Beide Frauen werden in Deutschland wegen ihrer Hautfarbe allein schon durch die Frage »Woher kommst du?« zu Fremden gemacht. Auch bei Judy Baileys Ehemann Patrick Depuhl, der Sohn eines in Himmlers Lebensborn geborenen Vaters ist, förderte die DNA-Analyse einen bunten Gen-Mix aus Deutschland, England, Schlesien und Frankreich zutage.
Anschaulich schilderte das Trio am Beispiel von Tierlauten, wie unterschiedlich weltweit die Sozialisation verlaufe und dass jeder andere Erfahrungen mache. Eine »Norm« gebe es weder bei der Hautfarbe oder der Bezeichnung unterschiedlicher Merkmale.

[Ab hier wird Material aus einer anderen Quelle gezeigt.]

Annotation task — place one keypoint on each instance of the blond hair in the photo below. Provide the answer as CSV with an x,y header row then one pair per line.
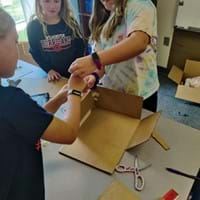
x,y
102,22
65,13
6,23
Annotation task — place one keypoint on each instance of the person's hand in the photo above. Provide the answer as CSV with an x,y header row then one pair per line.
x,y
61,96
82,66
76,83
90,81
53,75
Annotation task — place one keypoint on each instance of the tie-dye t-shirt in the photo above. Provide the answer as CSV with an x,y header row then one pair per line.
x,y
138,75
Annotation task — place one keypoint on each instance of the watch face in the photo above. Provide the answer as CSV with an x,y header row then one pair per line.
x,y
41,99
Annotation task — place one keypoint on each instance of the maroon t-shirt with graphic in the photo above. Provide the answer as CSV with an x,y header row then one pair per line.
x,y
55,50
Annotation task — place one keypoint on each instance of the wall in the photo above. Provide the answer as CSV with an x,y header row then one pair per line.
x,y
185,45
167,10
74,4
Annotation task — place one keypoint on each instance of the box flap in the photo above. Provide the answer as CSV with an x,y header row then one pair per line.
x,y
87,104
39,86
103,138
188,93
192,68
119,102
144,130
176,74
118,191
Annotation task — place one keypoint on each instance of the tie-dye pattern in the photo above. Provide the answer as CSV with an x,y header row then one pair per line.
x,y
138,75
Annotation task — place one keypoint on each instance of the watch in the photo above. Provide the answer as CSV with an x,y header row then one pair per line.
x,y
96,60
74,92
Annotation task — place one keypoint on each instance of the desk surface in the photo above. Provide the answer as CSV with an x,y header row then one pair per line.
x,y
69,179
66,178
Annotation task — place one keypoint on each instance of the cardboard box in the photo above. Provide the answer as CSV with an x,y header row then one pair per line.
x,y
113,125
118,191
191,69
39,86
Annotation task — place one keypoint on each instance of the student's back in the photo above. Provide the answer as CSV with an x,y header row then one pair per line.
x,y
21,168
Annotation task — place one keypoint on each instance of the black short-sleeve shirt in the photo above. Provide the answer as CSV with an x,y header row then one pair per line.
x,y
22,123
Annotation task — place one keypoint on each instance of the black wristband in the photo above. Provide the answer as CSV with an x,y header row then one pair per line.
x,y
74,92
96,81
96,60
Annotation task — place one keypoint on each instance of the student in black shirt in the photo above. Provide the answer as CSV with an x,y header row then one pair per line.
x,y
23,123
54,38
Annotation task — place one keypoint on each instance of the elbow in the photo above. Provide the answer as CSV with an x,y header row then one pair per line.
x,y
143,45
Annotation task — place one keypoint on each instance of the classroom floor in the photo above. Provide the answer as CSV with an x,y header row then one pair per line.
x,y
182,111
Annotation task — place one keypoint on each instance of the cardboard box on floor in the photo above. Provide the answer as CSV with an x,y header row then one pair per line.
x,y
113,125
192,69
118,191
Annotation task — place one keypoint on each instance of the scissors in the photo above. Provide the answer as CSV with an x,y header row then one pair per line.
x,y
139,179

Die Künstler erörterten am Küchentisch ihre jeweiligen Perspektiven und gingen der Frage nach, wie Jesus Christus zu einer weißen Person geworden ist. In vielen Darstellungen wie Bildern und Skulpturen sei ein weißer Mann zu sehen, was angesichts seiner Herkunftsregion eher unwahrscheinlich ist.
Ein System
bekämpfen
»Die Kirchen haben Gott ein Geschlecht und eine Hautfarbe gegeben und ihn damit kolonialisiert.« Erörtert wurde, wie Rassismus in der Gesellschaft und auch in den Kirchen strukturell verwurzelt sei. »Anti-Rassismus-Arbeit ist nicht nur eine Sache des Kopfes, sondern vor allem auch eine des Herzens«, betonte das Trio. Deshalb sei es wichtiger für alle zu wissen, wofür sie sind und nicht wogegen. Rassismus grenze Menschen aus, Anti-Rassismus bedeute ein System zu bekämpfen.
Ihre Aussagen und biografischen Erzählungen verstärkten sie mit Liedern, Musik und Passagen aus ihren Büchern. Sarah Vecera las aus ihrem Buch »Wie ist Jesus weiß geworden«, Judy Bailey und Patrick Depuhl aus ihrem gemeinsam Buch »Das Leben ist nicht schwarz-weiß«. Mit der Konzertlesung regten sie an, sich selbst zu hinterfragen, auf die eigenen Prägungen, die eigenen Geschichten zu schauen.
Pfarrer*in Tovja Mascha Heymann informierte, dass die beiden Veranstaltungen, Workshop und Konzert, kostenfrei für die Teilnehmer durch die Kooperation mit der VEM und der Förderung des Wetteraukreises aus dem Programm »Demokratie leben!« des Bundesfamilienministeriums und der Kofinanzierung durch das Land Hessen waren.